Was 2G really a scandal or part of corruption folklore?
Acquittals show that CBI did not sift the available evidence carefully
The Supreme Court declared in 2012 that the allocation of 2G spectrum by the Congress-led UPA government was illegal and an arbitrary exercise of power. It went on to cancel all 122 telecom licences allotted to companies in early 2008 during the tenure of A Raja as communications minister. With the trial court’s en masse acquittal of all those arraigned by the Central Bureau of Investigation in the 2G spectrum allocation case, the claim that this was the biggest scam in India’s history lies in tatters. Attention will now turn to Vinod Rai, whose sensational report as Comptroller and Auditor General, pegging the loss as a result of not auctioning spectrum at ~1.76 lakh crore, contributed to the perception that a huge scam had taken place.
Many had argued that the figure was only notional.
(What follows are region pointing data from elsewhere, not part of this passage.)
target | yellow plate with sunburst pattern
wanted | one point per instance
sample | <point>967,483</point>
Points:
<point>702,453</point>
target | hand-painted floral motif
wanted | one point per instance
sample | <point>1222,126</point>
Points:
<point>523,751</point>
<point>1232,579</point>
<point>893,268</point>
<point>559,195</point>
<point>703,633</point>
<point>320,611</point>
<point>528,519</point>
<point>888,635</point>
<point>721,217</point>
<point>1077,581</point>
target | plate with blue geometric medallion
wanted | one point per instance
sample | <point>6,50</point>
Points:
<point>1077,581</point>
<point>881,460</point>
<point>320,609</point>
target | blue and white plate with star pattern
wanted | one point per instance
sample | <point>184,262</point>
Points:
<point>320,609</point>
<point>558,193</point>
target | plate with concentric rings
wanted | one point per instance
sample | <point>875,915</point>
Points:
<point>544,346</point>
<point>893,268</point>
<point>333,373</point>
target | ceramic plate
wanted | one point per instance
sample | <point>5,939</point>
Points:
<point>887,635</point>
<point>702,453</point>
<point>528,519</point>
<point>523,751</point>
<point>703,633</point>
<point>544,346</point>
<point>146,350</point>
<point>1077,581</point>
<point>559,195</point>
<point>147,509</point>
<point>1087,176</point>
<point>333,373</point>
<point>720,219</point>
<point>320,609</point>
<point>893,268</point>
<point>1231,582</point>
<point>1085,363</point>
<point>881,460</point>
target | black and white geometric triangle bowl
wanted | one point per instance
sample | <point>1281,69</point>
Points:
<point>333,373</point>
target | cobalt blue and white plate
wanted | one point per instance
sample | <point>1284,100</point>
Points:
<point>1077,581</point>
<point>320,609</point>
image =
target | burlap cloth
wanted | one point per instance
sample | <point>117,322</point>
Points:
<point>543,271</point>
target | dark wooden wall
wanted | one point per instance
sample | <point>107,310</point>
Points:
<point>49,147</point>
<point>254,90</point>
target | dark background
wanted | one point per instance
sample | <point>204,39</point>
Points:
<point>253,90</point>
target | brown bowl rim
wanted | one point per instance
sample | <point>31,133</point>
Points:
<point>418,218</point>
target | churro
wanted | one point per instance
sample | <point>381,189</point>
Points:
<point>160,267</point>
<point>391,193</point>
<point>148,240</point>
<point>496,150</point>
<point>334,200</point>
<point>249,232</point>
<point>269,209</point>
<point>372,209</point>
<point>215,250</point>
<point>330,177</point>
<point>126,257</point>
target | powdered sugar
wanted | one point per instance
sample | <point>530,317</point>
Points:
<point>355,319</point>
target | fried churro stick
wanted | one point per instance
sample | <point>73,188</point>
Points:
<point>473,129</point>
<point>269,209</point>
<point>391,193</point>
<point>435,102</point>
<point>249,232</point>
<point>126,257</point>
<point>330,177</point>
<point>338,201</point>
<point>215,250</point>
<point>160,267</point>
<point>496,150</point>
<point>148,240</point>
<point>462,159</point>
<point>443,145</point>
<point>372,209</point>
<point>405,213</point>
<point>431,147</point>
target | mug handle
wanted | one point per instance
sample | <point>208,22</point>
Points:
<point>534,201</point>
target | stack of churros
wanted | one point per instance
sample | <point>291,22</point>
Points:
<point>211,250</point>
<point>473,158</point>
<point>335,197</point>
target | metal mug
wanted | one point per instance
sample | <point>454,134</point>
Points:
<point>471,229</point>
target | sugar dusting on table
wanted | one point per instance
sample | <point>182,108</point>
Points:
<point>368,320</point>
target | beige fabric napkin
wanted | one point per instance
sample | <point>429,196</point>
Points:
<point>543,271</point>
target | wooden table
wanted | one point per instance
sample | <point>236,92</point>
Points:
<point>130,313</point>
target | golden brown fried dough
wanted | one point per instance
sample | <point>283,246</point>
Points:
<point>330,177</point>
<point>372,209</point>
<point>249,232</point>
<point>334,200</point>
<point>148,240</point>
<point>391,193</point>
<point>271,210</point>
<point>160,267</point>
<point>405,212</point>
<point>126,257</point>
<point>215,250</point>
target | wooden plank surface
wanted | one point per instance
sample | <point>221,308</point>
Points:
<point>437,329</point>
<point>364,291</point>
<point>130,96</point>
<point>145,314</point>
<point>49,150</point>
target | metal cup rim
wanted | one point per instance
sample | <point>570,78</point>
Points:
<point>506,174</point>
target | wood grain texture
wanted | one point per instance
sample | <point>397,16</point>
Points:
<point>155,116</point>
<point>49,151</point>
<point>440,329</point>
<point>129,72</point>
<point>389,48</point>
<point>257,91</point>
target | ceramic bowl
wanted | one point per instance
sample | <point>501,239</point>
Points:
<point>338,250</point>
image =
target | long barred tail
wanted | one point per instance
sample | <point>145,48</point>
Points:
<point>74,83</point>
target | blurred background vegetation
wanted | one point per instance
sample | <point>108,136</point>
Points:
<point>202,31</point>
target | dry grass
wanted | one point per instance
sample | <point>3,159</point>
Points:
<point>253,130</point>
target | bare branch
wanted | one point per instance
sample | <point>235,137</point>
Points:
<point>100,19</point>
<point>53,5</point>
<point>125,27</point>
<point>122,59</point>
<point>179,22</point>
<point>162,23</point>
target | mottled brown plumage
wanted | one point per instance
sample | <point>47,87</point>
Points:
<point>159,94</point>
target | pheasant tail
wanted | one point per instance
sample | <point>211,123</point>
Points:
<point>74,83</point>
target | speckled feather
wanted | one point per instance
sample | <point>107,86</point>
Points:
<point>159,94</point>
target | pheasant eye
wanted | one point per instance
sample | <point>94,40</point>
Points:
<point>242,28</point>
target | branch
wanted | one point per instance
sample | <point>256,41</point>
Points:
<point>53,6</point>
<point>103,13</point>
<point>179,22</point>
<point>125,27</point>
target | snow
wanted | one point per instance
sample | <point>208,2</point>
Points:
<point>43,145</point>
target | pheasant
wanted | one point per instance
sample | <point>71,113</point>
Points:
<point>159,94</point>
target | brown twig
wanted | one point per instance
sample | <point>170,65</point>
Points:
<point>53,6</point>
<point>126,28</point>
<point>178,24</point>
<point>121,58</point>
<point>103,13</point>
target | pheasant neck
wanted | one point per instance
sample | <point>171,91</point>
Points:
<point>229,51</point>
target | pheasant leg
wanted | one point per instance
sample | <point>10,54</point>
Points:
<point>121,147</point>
Mr Raja said that not revising the entry fee and not auctioning spectrum ensured cheaper telephony, increased tele-density and contributed to the sector’s overall development. He has been undoubtedly vindicated, but there is a lesson for everyone in the long 2G saga: public perception and audit reports cannot be the sole basis for criminal trials; investigating agencies must carefully sift the available material before deciding to prosecute. An appeal is in order given the sweeping dismissal of the CBI’s contentions, so sweeping that it dismisses, arguably a tad too breezily, what the prosecution said were suspicious quid pro quo transactions.